Metadata-Version: 2.1
Name: aiologic
Version: 0.2.0
Summary: GIL-powered* locking library for Python
Home-page: https://github.com/x42005e1f/aiologic
Author: Ilya Egorov
Author-email: 0x42005e1f@gmail.com
Classifier: Development Status :: 3 - Alpha
Classifier: Topic :: Software Development :: Libraries :: Python Modules
Classifier: License :: OSI Approved :: ISC License (ISCL)
Classifier: Intended Audience :: Developers
Classifier: Programming Language :: Python :: 3 :: Only
Classifier: Programming Language :: Python :: 3.8
Classifier: Programming Language :: Python :: 3.9
Classifier: Programming Language :: Python :: 3.10
Classifier: Programming Language :: Python :: 3.11
Classifier: Programming Language :: Python :: 3.12
Classifier: Programming Language :: Python :: 3.13
Classifier: Programming Language :: Python :: Implementation :: CPython
Classifier: Programming Language :: Python :: Implementation :: PyPy
Classifier: Operating System :: OS Independent
Requires-Python: >=3.8
License-File: LICENSE.txt
Provides-Extra: anyio
Requires-Dist: anyio>=3.0.0; extra == "anyio"
Provides-Extra: eventlet
Requires-Dist: eventlet>=0.15.1; extra == "eventlet"
Provides-Extra: gevent
Requires-Dist: gevent>=21.1.0; extra == "gevent"
Provides-Extra: sniffio
Requires-Dist: sniffio>=1.3.0; extra == "sniffio"
Provides-Extra: trio
Requires-Dist: trio>=0.23.0; extra == "trio"

========
aiologic
========

**aiologic** is an async-aware library for synchronization and communication
between tasks in different threads and different event loops.

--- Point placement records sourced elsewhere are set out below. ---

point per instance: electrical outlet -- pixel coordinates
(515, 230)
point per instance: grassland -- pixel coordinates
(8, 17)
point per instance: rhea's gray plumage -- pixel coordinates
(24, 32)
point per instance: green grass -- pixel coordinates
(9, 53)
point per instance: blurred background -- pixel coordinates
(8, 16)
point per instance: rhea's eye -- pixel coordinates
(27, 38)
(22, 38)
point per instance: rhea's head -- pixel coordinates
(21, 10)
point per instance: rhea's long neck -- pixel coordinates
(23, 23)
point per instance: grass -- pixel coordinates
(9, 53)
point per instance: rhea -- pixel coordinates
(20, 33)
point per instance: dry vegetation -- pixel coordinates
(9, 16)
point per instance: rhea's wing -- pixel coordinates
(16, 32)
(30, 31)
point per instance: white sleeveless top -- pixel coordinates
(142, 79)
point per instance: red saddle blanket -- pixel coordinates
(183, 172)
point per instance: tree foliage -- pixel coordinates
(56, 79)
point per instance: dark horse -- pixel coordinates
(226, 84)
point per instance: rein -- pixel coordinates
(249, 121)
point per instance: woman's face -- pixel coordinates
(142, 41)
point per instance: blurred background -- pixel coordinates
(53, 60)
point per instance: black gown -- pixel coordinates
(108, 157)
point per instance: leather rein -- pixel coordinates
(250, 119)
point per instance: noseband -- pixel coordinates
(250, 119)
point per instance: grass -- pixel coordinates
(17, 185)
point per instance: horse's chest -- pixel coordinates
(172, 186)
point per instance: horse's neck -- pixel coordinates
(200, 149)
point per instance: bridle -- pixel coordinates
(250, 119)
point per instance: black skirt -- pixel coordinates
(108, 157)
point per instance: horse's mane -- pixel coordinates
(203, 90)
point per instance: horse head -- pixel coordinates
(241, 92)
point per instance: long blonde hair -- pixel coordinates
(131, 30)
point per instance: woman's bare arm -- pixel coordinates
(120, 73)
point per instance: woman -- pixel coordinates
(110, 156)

Just look at this
example:

.. code:: python

    import time
    
    from threading import Thread, get_ident
    
    import anyio
    
    from aiologic import Lock
    
    lock = Lock()
    start = time.monotonic()
    
    
    async def func():
        print(
            f"{time.monotonic() - start:.0f}:",
            f"thread={get_ident()}",
            f"task={anyio.get_current_task().id}",
            'start',
        )
        
        async with lock:
            await anyio.sleep(1)
        
        print(
            f"{time.monotonic() - start:.0f}:",
            f"thread={get_ident()}",
            f"task={anyio.get_current_task().id}",
            'stop',
        )
    
    
    async def main():
        async with anyio.create_task_group() as tasks:
            for _ in range(2):
                tasks.start_soon(func)
    
    
    for _ in range(2):
        Thread(target=anyio.run, args=[main]).start()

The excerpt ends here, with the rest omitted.